Cheese has always featured prominently at our Christmas open house; it’s a perfect opportunity to sample three or four kinds from the shop that I would never just buy a hunk of on my own to eat. In addition to serving blocks of various cheeses, I’ve always made a baked brie wrapped in puff pastry. But this year we skipped the baked cheese and I brought back this zesty cheese spread, which I’d forgone the past few years in favor of trying new spreads and dips. Although I never personally developed a taste for drinking beer, I love how it works in recipes. And the flavors of sharp cheddar and beer pair perfectly – picture soft Bavarian pretzels with zingy cheddar dip from your favorite brew house, yum!
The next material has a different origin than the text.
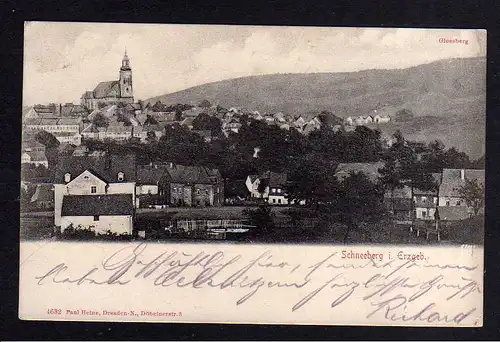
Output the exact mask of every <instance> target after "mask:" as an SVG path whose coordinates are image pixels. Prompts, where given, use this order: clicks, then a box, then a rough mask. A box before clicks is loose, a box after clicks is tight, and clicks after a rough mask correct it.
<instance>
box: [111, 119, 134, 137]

This spread from the ATK Family Cookbook is super easy to throw together, as long as you have a food processor. Even if you only have a mini processor, the recipe can easily be cut in half. The Worcestershire, dijon, and Tabasco give this spread a definite kick, so it’s best paired  with a hearty whole wheat or multigrain cracker. Rye crackers would also make an excellent flavor combination. Enjoy!

Cheddar-beer spread

The spread can be made up to 7 days ahead, kept refrigerated and tightly covered.

Serves 8 to 10


  • 1/2  cup lager-style beer
  • 1  pound sharp or extra-sharp cheddar cheese, shredded (about 4 cups)
  • 1/4  cup minced onion, rinsed and patted dry
  • 2  tablespoons ketchup
  • 1  tablespoon Dijon mustard
  • 1  tablespoon Worcestershire
  • 1½  teaspoons Tabasco
  • 1  garlic clove, minced


  1. Bring the beer to a boil in a small saucepan over high heat. Reduce heat to low and simmer for 1 minute. Remove from heat and cool to room temperature.
  2. Process the cheddar, onion, ketchup, mustard, Worcestershire, Tabasco, and garlic in a food processor until very smooth, about 1½ minutes. With the machine running, slowly drizzle in the beer and process until the mixture is smooth, about 1 minute. Transfer to a bowl, cover tightly with plastic wrap, and refrigerate until firm, about 2 hours.